Kürdistan’da, Türkiye’de ve dünyanın dört bir tarafında Kürtler, kadınlar, barış ve demokrasi güçleri, hakiki barışın, kardeşliğin, özgürlüğün gerçek yolunun Önder Apo’nun fiziki özgürlüğünden geçtiğini haykırıyor. Cizre başta olmak üzere Kürdistan’ın birçok yerinden yüzlerce ve binlerce insan ’Öcalan’a Özgürlük’ sloganıyla tarihsel Amed Newrozu’na yürüyor. Anlamı son derece büyük ve değerli bu tarihi Newroz yürüyüşü Türk devletine ve AKP hükümetine çok önemli mesajlar veriyor.

Türkiye toplumu kendi çıkarını Önder Apo’nun özgürlüğünde görüyor. Çok iyi biliyor ve anlıyor ki Türkiye  halklarının barışı, huzuru, demokratik ve özgür yaşamı ancak, bütün ömrünü insanlığın bu soylu değerlerini büyütmeye, yaşatmaya ve savunmaya adamış ve özellikle son on beş yıldır da bu noktada sınırsız bir emeğin ve mücadelenin sahibi olan Önder Apo’nun özgürlüğü ile mümkündür. Türkiye toplumu bu gerçeği derinliğine hissetmiş ve kavramış durumdadır. Toplum Önder Apo şu anda dışarda olsa Türkiye’nin Kürt sorunu ve demokrasi  sorunu diye bir sorununun olmayacağını anlamıştır. Artık herkes yüksek sesle Önder Apo’nun özgürlüğünün toplumsal barışın, kardeşliğin ve demokrasinin güvencesi ve gerçek garantisi olduğunu dile getiriyor. Önder Apo’nun esaret koşullarının çözüm sürecinin gerçek manada gelişmesini engellediğini söylüyor. 

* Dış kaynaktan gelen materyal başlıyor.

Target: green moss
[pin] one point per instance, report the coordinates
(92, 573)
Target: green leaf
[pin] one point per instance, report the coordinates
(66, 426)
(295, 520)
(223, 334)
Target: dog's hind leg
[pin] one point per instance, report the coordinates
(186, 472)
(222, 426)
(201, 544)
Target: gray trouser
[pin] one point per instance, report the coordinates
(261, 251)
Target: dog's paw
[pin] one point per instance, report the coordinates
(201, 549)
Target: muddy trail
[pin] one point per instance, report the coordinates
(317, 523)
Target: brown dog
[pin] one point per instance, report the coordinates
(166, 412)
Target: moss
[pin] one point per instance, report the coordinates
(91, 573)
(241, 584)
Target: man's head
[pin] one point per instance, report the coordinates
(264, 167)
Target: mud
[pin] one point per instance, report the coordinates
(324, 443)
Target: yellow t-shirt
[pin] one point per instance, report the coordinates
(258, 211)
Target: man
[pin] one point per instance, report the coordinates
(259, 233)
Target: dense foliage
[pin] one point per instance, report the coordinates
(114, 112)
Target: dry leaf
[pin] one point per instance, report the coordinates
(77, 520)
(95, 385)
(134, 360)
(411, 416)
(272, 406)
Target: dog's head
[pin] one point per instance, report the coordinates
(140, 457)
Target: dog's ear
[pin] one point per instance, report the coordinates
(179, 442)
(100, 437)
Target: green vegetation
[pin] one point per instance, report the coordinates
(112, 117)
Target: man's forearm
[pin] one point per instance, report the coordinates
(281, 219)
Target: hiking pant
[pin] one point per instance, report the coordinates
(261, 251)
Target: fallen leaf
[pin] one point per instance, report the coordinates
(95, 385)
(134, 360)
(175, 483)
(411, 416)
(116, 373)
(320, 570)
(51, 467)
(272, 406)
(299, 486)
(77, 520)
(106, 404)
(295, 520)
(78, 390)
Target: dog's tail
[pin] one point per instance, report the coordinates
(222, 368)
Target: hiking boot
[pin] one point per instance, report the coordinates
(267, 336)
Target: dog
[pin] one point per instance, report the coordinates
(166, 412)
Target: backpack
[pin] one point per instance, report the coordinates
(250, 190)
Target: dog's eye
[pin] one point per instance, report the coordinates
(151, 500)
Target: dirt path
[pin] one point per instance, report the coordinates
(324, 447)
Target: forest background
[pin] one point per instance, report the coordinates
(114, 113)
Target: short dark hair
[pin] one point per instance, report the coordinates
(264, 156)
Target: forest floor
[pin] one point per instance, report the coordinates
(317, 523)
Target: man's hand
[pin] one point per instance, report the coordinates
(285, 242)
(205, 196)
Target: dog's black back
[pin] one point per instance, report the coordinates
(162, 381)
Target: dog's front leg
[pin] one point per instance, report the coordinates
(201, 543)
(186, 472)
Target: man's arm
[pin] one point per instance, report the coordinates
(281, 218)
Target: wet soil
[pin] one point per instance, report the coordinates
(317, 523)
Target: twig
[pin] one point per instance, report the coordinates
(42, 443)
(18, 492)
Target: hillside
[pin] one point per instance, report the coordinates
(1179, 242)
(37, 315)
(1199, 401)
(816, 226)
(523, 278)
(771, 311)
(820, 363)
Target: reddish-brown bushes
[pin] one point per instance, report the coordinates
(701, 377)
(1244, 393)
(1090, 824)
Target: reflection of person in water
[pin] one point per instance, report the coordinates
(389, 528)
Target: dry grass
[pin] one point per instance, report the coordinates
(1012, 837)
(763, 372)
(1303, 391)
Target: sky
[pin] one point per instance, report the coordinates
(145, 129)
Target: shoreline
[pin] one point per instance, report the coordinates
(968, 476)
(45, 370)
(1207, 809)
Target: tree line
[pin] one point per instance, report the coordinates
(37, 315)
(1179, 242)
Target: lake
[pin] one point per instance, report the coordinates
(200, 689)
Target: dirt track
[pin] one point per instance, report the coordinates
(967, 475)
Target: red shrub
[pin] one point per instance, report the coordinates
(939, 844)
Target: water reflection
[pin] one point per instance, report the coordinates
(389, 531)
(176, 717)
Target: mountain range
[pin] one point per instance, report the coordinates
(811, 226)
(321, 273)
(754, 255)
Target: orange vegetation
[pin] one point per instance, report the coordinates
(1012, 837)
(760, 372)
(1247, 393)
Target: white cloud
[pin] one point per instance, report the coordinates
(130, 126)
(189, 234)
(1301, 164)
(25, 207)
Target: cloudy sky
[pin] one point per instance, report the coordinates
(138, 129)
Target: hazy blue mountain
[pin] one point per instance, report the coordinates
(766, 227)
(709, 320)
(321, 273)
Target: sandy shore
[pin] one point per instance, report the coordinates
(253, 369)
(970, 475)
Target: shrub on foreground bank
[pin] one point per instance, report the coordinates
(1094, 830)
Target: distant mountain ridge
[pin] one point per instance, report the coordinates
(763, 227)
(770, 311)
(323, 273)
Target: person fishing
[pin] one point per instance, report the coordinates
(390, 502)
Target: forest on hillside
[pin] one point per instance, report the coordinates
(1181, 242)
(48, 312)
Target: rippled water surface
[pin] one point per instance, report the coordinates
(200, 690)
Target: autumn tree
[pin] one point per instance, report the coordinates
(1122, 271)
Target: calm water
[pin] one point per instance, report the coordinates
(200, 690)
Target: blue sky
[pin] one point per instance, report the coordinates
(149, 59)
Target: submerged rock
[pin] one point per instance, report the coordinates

HDP heyeti ile hükümet heyetinin yaptığı ortak açıklamanın üzerinden iki haftadan fazla bir zaman geçmesine rağmen hala hükümet radikal demokratik bir adım atmış değildir. Açıklanan 10 başlık tamamen Türkiye’nin demokratikleşmesini ve Kürt sorununun çözümünü öngörürken hükümet cephesi oyalama siyasetini sürdürüyor. Erdoğan büyük bir provokatör olarak rolünü oynamaya devam ediyor. Artık demogoji siyasetiyle Kürtleri aldatamayacağına, oy alamayacağına inanan Erdoğan, tüccar kurnazlığıyla ‘‘Kürt sorunu yoktur’’ diyerek MHP ve BBP tabanından oy devşirmeye çalışıyor. Türkiye’nin varlık yokluk meselesi haline gelmiş büyük bir davayı ve bir ülkenin geleceğini gözü karaca iktidar hırsına kurban etmeye çalışıyor. 

Çok açık ki Erdoğan siyaseti Türkiye’de çoktan miadını doldurdu ve  iflas etti. Artık toplum kabak tadı veren bu çürümüş siyasete itibar etmiyor. Toplum kendi acıları üzerinde siyaset yapan sömürgeci yöneticiler değil, acılarını insanca hisseden ve hakiki çözüm üreten yöneticiler istiyor. 

Toplum, ortak açıklamanın hemen ardından AKP’nin iç güvenlikle yakından uzaktan  alakası olmayan, aksine Türkiye’nin içini karıştıran büyük bir kargaşa ve kaos senaryosu anlamına gelen ‘iç güvenlik paketi’ni meclisten derhal geri çekmesini bekliyordu. İç güvenlik paketi meclisten geri çekilseydi, belki bu AKP Hükümetinin iyi niyetini göstermesi açısından önemli bir adım olabilirdi. AKP demokratik siyasete geleceğine ve kendisine tanınan son şansı değerlendirip ileri bir adım atacağına geri adım atmada ısrar ederek HDP başta olmak üzere muhalefetin bütün tepkisine rağmen 67 maddeyi meclisten geçirdi. 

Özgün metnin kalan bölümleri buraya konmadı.